By nightfall I needed out.  I walked a mile or so to the nearest starbucks.  With me, I brought a book I've been trying to read since July.  I purchased it for $3 at a used bookstore in Haight- Ashbury, a bookstore that prohibited cell phones.  And not because people were reading (this place was more like sifting through an attic space) but because the owner was battling the influx of technology.   I've picked it up four times, and each time I had to re-read everything I had forgotten.  But tonight I was determined.   I had to get past page 50.  The good parts couldn't be far off, right?  Wrong.  By page 90 (mind you the book is only 215 pages)  I was baffled.  Nothing interesting had happened yet!  The author spent 20 pages describing a bedroom.  The photos on the walls, the people in the photos on the walls, what the people in the photos on the walls were wearing.  I'm a big fan of description.  But there's description and there's just plain avoidance of plot progression.  For the first time in my life, I placed a book down on a table with no intention of ever opening it again.  A gust of triumph flew threw the doors of starbucks and sent a chill down the skin of my back.  Kazza!  I was better than the book.  I turned up my iPod and got lost somewhere else.

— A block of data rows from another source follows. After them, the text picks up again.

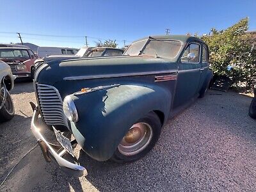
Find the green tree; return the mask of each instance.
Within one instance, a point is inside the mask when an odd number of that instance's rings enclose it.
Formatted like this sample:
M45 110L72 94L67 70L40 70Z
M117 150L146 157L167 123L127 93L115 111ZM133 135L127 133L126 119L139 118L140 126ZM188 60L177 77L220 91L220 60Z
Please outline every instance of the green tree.
M233 85L241 83L252 88L256 79L255 39L248 30L248 19L241 19L225 30L212 28L211 35L202 36L210 49L210 63L215 75L230 77ZM233 70L227 70L231 65Z
M98 42L95 42L96 44L96 47L113 47L115 48L117 46L116 44L116 40L106 40L105 42L102 42L100 40L99 40Z

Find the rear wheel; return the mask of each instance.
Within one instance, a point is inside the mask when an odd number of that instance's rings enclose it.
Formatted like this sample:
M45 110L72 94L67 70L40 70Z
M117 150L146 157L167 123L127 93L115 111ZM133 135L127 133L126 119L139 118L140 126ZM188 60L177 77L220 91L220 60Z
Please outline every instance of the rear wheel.
M118 163L136 161L155 146L162 125L157 115L150 112L140 119L127 131L118 145L111 160Z
M2 86L0 89L0 122L10 120L14 116L14 105L4 86Z
M256 118L256 97L253 99L250 105L249 115L253 118Z

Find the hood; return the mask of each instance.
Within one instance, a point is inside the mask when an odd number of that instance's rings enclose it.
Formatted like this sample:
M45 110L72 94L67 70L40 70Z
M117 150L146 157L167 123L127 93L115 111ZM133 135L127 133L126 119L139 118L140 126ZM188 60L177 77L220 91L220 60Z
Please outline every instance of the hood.
M122 74L147 74L171 69L173 60L150 56L121 56L54 60L42 65L36 72L36 82L48 84L65 81L111 77ZM161 65L159 65L161 63ZM177 67L173 65L173 69Z

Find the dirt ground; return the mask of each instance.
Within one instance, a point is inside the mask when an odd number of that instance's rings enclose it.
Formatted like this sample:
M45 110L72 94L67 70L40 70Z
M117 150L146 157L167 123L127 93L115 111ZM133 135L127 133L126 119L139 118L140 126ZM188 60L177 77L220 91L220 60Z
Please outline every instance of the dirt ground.
M31 83L11 92L15 116L0 124L0 183L36 145L30 131L35 101ZM78 147L77 157L88 172L73 178L47 163L37 146L22 159L1 191L255 191L256 120L248 111L252 98L211 90L163 127L146 157L120 164L97 162Z

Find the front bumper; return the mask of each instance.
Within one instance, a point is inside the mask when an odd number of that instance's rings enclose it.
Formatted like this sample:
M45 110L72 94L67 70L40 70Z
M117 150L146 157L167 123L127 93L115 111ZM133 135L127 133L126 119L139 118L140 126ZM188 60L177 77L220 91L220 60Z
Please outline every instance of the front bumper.
M39 110L37 107L33 108L33 105L35 106L34 104L31 104L34 113L32 117L31 129L37 140L46 161L49 162L51 160L53 160L57 163L62 171L72 176L82 177L87 175L87 170L83 166L69 162L61 157L66 152L65 149L58 154L54 149L54 146L45 140L38 127Z

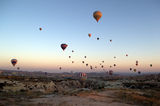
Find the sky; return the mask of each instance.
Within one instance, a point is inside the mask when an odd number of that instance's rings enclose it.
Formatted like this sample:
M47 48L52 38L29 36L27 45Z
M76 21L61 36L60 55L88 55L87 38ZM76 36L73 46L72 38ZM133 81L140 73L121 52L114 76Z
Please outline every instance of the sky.
M115 72L160 72L159 40L159 0L0 0L0 69L101 72L104 61L105 70L116 64Z

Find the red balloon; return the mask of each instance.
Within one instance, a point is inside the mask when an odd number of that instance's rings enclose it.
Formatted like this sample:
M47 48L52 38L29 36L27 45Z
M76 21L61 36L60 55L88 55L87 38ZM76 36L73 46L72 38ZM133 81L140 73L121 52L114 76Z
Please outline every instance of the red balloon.
M91 34L89 33L88 36L91 37Z
M67 44L61 44L61 48L63 49L63 51L66 49L67 46Z
M12 63L13 66L15 66L17 64L17 59L12 59L11 63Z
M42 28L39 28L39 30L41 31L41 30L42 30Z

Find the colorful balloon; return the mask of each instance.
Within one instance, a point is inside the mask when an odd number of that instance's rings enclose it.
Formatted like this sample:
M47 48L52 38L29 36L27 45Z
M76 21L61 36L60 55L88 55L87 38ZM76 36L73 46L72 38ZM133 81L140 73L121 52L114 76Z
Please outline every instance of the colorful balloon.
M136 70L136 69L134 69L133 71L134 71L134 72L136 72L137 70Z
M89 33L88 36L91 37L91 34Z
M15 66L17 64L17 59L12 59L11 63L12 63L13 66Z
M67 46L68 46L68 45L67 45L67 44L64 44L64 43L61 44L61 48L63 49L63 51L67 48Z
M42 28L39 28L39 30L41 31L41 30L42 30Z
M98 22L99 19L102 17L102 13L100 11L95 11L93 13L93 17L96 19L96 21Z

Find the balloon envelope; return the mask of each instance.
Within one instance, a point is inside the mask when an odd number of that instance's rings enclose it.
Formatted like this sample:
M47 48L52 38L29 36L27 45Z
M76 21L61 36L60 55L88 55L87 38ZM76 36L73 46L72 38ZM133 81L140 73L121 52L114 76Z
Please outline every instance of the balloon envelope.
M41 30L42 30L42 28L39 28L39 30L41 31Z
M17 59L12 59L11 63L12 63L13 66L15 66L17 64Z
M61 48L63 49L63 51L67 48L67 46L68 46L68 45L67 45L67 44L64 44L64 43L61 44Z
M89 33L88 36L91 37L91 34Z
M93 17L96 19L96 21L98 22L99 19L102 17L102 13L100 11L95 11L93 13Z

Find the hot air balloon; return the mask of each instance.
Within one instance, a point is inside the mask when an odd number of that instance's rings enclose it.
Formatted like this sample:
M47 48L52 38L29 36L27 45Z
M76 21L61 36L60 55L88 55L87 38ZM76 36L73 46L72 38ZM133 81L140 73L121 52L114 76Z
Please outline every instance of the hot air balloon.
M101 68L103 68L104 66L102 65Z
M62 67L59 67L59 69L61 70L61 69L62 69Z
M98 22L99 19L102 17L102 13L100 11L95 11L93 13L93 17L96 19L96 21Z
M42 28L39 28L39 30L41 31L41 30L42 30Z
M90 66L90 69L92 70L92 66Z
M11 63L12 63L13 66L15 66L17 64L17 59L12 59Z
M112 70L109 70L109 75L113 75L113 71Z
M91 37L91 34L89 33L88 36Z
M61 48L63 49L63 51L66 49L66 47L67 47L68 45L67 44L61 44Z
M138 71L138 74L141 74L141 72L140 72L140 71Z

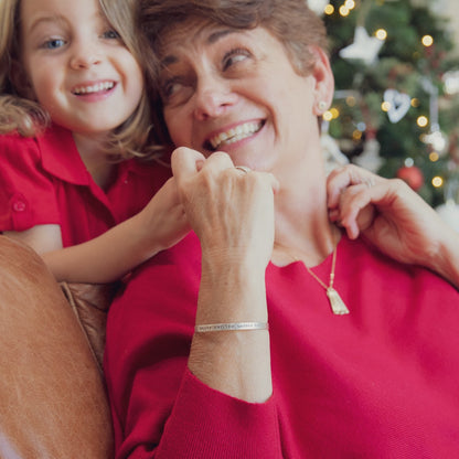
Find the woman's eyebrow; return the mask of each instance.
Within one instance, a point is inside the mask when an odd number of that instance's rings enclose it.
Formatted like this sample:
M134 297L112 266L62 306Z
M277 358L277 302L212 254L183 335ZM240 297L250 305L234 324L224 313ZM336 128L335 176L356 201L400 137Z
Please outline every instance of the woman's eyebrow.
M217 30L207 36L207 39L205 40L205 43L214 44L218 40L223 39L224 36L227 36L232 33L237 33L237 32L238 31L234 29ZM161 60L161 65L162 67L168 67L169 65L175 64L177 62L179 62L179 58L177 56L174 56L173 54L168 54Z

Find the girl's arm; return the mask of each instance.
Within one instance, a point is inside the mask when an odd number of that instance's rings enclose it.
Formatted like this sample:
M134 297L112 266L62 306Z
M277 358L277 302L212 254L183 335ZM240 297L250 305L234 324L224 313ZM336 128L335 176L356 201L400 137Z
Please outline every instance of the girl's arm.
M4 234L34 248L58 281L103 284L119 279L188 232L175 184L170 179L141 212L84 244L63 248L58 225Z

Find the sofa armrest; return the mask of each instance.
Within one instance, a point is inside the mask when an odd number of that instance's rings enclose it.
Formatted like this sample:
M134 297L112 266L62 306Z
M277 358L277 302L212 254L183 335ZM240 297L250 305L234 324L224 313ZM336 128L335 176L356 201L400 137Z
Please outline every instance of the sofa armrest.
M113 457L103 380L82 328L32 249L0 235L0 457Z

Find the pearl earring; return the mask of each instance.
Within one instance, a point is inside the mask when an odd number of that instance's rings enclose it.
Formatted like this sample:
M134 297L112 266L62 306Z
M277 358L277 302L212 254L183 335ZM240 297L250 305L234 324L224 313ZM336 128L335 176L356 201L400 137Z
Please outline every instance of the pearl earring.
M318 107L320 111L325 111L328 108L328 104L325 103L325 100L320 100Z

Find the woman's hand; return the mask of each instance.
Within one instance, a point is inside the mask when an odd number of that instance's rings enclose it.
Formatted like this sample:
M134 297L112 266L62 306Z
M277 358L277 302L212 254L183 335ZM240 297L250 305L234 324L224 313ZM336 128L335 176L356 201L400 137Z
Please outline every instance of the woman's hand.
M327 186L330 220L350 238L362 234L391 257L459 284L459 234L404 181L346 166L330 173Z
M226 153L205 159L188 148L173 152L172 171L202 248L196 323L267 322L277 181L236 169ZM261 403L273 393L267 330L195 333L188 364L233 397Z
M205 159L188 148L173 152L172 171L203 255L266 268L274 244L276 179L236 169L224 152Z

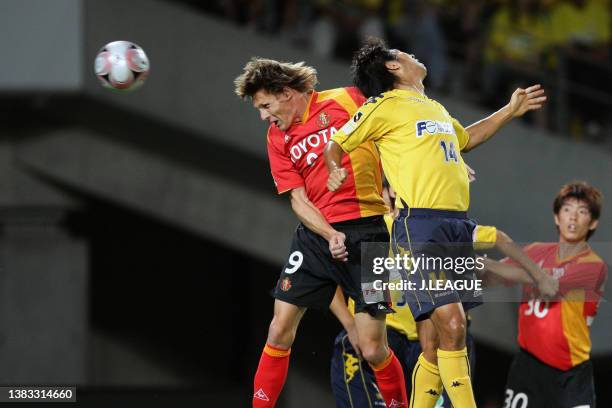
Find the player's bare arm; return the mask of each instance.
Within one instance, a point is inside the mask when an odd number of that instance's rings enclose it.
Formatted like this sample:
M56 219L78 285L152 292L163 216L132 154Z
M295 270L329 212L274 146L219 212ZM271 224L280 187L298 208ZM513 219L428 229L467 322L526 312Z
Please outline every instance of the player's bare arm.
M495 247L504 255L516 261L522 267L524 272L529 277L529 281L524 283L535 283L538 290L545 298L551 298L557 294L557 291L559 290L559 282L551 278L538 265L536 265L527 256L527 254L523 252L521 247L515 244L514 241L512 241L512 239L501 230L497 230ZM495 273L494 270L492 270L492 272Z
M470 134L470 140L463 151L470 151L483 144L512 119L521 117L529 111L540 109L545 102L546 95L541 85L533 85L525 89L518 88L506 106L465 128Z
M344 151L338 143L330 141L327 143L327 146L325 146L324 154L325 164L329 172L327 188L329 191L336 191L340 188L342 183L344 183L348 175L346 169L342 167L342 155Z
M346 261L348 252L344 245L346 236L336 231L323 217L323 214L315 207L308 196L304 187L291 190L291 208L299 220L311 231L319 234L329 242L329 251L334 259Z

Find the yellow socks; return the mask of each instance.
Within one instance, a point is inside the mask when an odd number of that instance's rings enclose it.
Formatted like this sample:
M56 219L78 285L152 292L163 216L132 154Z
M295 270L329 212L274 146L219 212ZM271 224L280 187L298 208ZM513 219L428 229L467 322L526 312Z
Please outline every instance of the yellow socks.
M458 351L438 349L438 369L453 407L476 408L467 348Z
M442 393L438 366L425 359L423 353L412 371L410 408L433 408Z

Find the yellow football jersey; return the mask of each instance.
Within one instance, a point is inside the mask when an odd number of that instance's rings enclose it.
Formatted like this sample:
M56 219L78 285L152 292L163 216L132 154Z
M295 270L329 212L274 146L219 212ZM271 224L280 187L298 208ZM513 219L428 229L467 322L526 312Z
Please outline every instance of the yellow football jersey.
M469 180L460 152L469 134L433 99L387 91L368 99L331 139L345 152L375 142L398 207L403 199L412 208L468 209Z

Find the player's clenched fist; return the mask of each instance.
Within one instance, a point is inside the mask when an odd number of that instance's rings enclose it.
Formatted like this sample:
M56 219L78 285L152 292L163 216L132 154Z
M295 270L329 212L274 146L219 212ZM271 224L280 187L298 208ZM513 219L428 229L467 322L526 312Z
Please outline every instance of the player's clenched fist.
M336 191L340 188L346 177L348 176L348 172L344 167L338 167L332 170L329 173L329 178L327 179L327 188L329 191Z
M331 252L332 258L338 261L348 260L348 252L346 251L344 240L346 240L346 235L338 231L334 232L332 236L329 237L329 252Z

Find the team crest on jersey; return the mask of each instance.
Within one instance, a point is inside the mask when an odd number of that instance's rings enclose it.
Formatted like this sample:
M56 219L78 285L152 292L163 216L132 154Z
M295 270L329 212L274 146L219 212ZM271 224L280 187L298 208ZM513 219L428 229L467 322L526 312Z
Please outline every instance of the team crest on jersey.
M291 289L291 279L285 278L281 281L281 290L287 292L289 289Z
M417 137L422 137L424 133L434 135L445 134L445 135L454 135L455 128L453 128L453 124L450 122L442 122L439 120L420 120L416 123L416 135Z
M329 114L327 112L319 113L319 117L317 118L317 126L327 127L329 126L329 122Z
M260 399L262 401L270 401L270 398L268 398L268 396L266 395L266 393L263 391L262 388L258 389L257 392L253 394L253 397Z

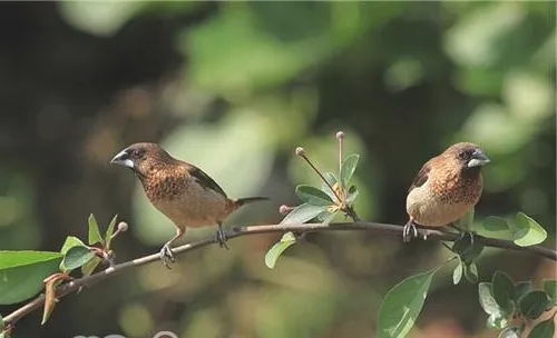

When I arrived back at the house, every window and door was open.  It was as if we were feeding the public tonight, and I was just about to join the party.  Unfortunately by the time I reached the stoop, I smelt the real party.  It was in the oven.  Burn chicken burn.  You'd think pizza would be on its way, but no.  In this house, the show really must go on (I say show purposefully).  I sat in the dining room, my eyes watering under a layer of smoke, as my dad, stepmom and brother decided which pieces of the chicken were salvageable. 

My favorite quote from the dinner table:
"Is that pepper or ash on my potato?"

Eventually supper ended and I was off to Game Night at Ricky's.  We played charades.  Andre, Jay, Mike, and I kicked ass.  I would go into more detail but I'm getting tired and I should be somewhat functional on my first day at work.  So that was todight for me.  I'm glad it ended a lot more energetically than it began.  Friends do that to us I guess.  

1 comment:

  1. Quite the elitist post. Perhaps someday you will appreciate that your family puts food on your table, or, that you are able to walk to and afford Starbucks, or, that you are able to walk at all. And that poor book. You think you were bored and alone. You deliberately abandoned a book with fully thought-out intentions of never engaging it again. Perhaps you should donate it to someone who doesn't have a book.

    Otherwise, good post and congrats on game night victory!